Колонна встала, дорога оказалась блокированной. Уцелевшие солдаты пытались спастись, искали укрытия на ровном месте. Снег обильно оросился кровью. В колонне было пять грузовых машин. Они перевозили роту эсесовцев.
Второй грузовик стал сдавать назад, но столкнулся с третьим, водитель которого не отличался сообразительностью.
– Назад! – истошно выкрикнул офицер.
Замыкающая машина стала сдавать. Вскоре все уцелевшие грузовики пришли в движение, тоже попятились.
Пули рвали брезент, убивали и ранили солдат. Два окровавленных тела перевалились через задний борт, разлеглись под колесами. Водитель давил своих же товарищей.
Пехотинцы покидали машины, рассыпались вдоль дороги. Ответный огонь был открыт с опозданием. Немцы уже понесли большие потери. Шубин лежал за деревом, ловил в прицел перебегающие фигуры. В стане противника царила суматоха. Одни пятились назад, другие порывались наступать.

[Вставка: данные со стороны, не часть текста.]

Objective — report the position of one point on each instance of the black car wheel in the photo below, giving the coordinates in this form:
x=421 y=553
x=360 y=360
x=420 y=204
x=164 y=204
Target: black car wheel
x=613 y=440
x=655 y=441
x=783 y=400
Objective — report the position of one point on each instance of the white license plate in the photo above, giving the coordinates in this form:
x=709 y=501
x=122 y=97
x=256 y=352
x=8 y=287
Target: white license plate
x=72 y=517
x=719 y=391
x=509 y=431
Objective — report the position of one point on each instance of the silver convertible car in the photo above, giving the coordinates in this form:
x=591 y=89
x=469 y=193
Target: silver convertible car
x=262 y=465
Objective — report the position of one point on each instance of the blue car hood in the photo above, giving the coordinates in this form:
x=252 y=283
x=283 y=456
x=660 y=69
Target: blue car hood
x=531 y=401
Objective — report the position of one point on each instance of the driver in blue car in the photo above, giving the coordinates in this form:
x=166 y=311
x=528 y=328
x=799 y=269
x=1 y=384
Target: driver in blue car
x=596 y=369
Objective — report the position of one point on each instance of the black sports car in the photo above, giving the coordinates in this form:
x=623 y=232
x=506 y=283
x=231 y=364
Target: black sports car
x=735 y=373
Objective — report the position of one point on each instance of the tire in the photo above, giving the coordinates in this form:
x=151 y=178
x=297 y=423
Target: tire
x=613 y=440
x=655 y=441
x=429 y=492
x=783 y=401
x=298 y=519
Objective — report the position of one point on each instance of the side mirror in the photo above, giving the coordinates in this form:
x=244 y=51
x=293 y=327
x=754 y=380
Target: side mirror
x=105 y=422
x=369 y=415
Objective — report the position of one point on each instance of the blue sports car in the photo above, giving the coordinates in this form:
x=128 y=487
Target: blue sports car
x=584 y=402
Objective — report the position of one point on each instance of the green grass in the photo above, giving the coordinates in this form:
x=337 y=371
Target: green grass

Офицер находился в кабине предпоследнего грузовика. Голосовыми связками его природа не обделила, но перекричать весь этот балаган он не мог, а вести солдат в бой лично почему-то не решался. Покрикивали младшие командиры. Весь личный состав уже покинул транспортные средства. Солдаты лежали в снегу, беспорядочно стреляли.
Партизан, лежавший слева от Шубина, совсем молодой паренек, вскрикнул и схватился за простреленный живот.
Остальные держались. Бил с фланга пулемет, ревел как самолет-истребитель Федор Ванин, опустошая диск.
Противник начал переходить к активным действиям. Солдаты встали и двинулись вперед. Со стороны поля велся непрерывный огонь. Пули буравили снег, сбивали кору с деревьев.
Снова кто-то вскрикнул, перевалился на спину.
– Держитесь, братцы! – прорычал Шубин. – Выстоим, немного осталось!